Lakota Local Schools Superintendent said the district will ask voters Nov. 4 to approve a combined bond and permanent-improvement issue that appears on the ballot as 4.99 mills for the bond plus 0.95 mills for permanent improvement, but she said independent studies and timing of existing debt rolloffs mean the first tax collections would not begin until 2029.
The superintendent said independent analyses indicate "the bond will never collect at that 4.99 mills, but rather that 3.99 mills plus the 0.95, permanent improvement" and that the district’s calculation of what taxpayers will actually pay at first collection is 2.66 mills — "$93.10 per $100,000 of assessed value." She added the district has passed board resolutions to limit the impact and time collection to align with construction timing.
Why it matters: district leaders said the bond would fund renovations, new buildings and operational savings through a reduced footprint. Officials warned that if voters reject the measure, the district could need a costlier operating levy and could face hard program decisions driven by rising class sizes and enrollment pressure.

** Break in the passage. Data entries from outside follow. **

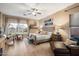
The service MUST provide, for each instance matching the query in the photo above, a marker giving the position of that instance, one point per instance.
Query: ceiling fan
(33, 11)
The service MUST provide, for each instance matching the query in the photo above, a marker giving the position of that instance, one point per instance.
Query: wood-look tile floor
(23, 48)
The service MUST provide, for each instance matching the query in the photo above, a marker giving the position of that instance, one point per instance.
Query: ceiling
(18, 9)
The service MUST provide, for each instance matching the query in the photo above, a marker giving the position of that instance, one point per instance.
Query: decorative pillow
(70, 42)
(43, 33)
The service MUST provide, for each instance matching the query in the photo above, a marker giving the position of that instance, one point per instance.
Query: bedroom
(28, 28)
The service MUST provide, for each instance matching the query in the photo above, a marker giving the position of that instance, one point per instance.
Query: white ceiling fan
(33, 11)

At the board meeting, Adam Zink, presenting the district financial forecast, said a failed bond could force the district to seek an operating levy that he and the superintendent estimate would be more expensive than the proposed bond; the presentation cited a possible operating-levy scenario at about 3.12 mills. Zink also explained that the timing of debt amortizations and a two-phase bond sale (one sale in 2026 and another in 2027) are key to reducing the millage that taxpayers will actually pay.
The superintendent emphasized that delaying collection to 2029 is intentional to align tax collections with construction and to avoid overlapping new debt with existing bonds. She noted two existing bond issues — one from February 2000 and another from 2005 — are rolling off and currently collect a combined roughly 2.18 mills today (rising to about 2.28 mills for tax year 2025 because of county adjustments). Permanent-improvement collections currently are about 1.09 mills, officials said.

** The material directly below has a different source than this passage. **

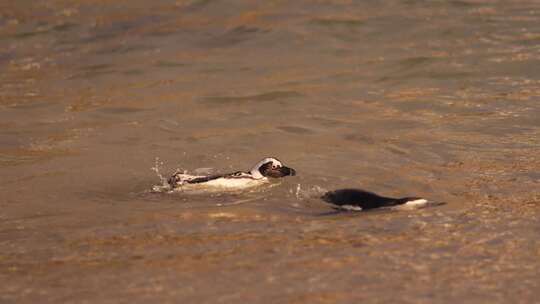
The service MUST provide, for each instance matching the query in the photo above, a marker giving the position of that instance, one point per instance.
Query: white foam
(414, 204)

Officials also spelled out educational risks if the district must maintain its current footprint without the bond’s planned operational savings. The superintendent said that if high class sizes become the norm, "we would have to potentially make programming decisions like the elimination of specials in K-6, which would mean we would have no art, no music, or PE in K-6," and that the district might consider ending full-day kindergarten in favor of half-day kindergarten to relieve capacity pressures.
Board action already taken: the superintendent told the board that the district approved two resolutions earlier this summer to support the ballot plan — one on June 30 setting the cap that produces the 2.66-mill calculation, and another on July 21 delaying the start of collections until calendar year 2029. Both were presented as already approved by the board prior to the Sept. 22 meeting.

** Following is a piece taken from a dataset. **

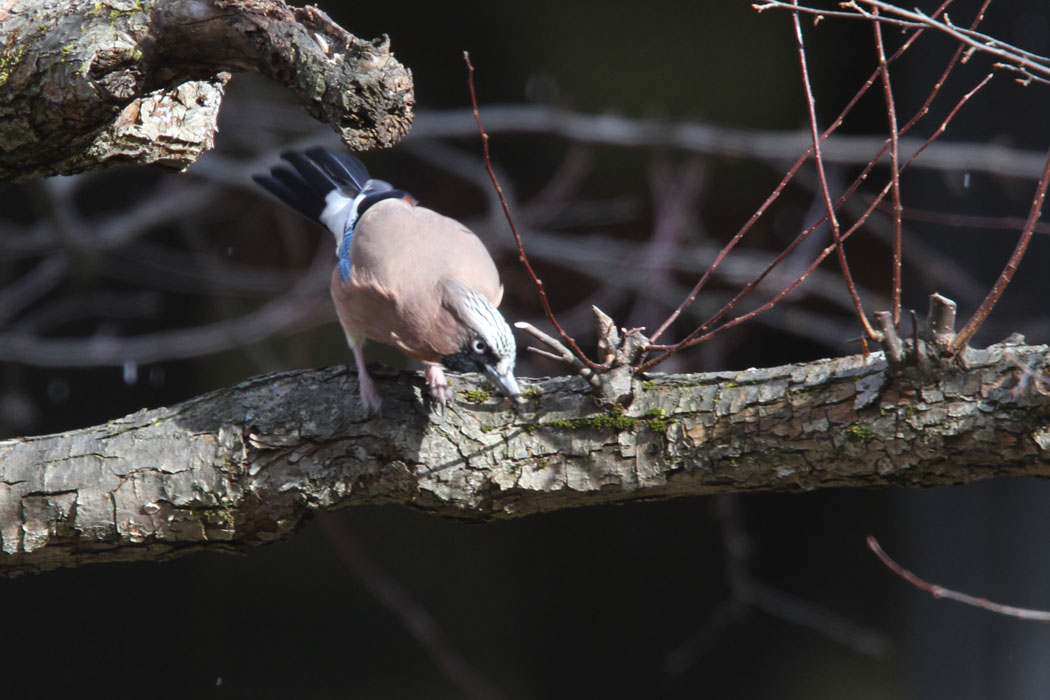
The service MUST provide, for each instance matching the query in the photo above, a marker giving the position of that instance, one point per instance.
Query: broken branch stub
(613, 384)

District leaders said they have held community presentations and posted the full slide deck and Q&A on the district website; they encouraged residents to attend informational sessions and to vote. "Once they hear the explanation, you can get to the people. They understand it," the superintendent said.
Ending: District officials said they will continue community outreach through fall informational sessions and updated Q&A materials on the district website ahead of the Nov. 4 election.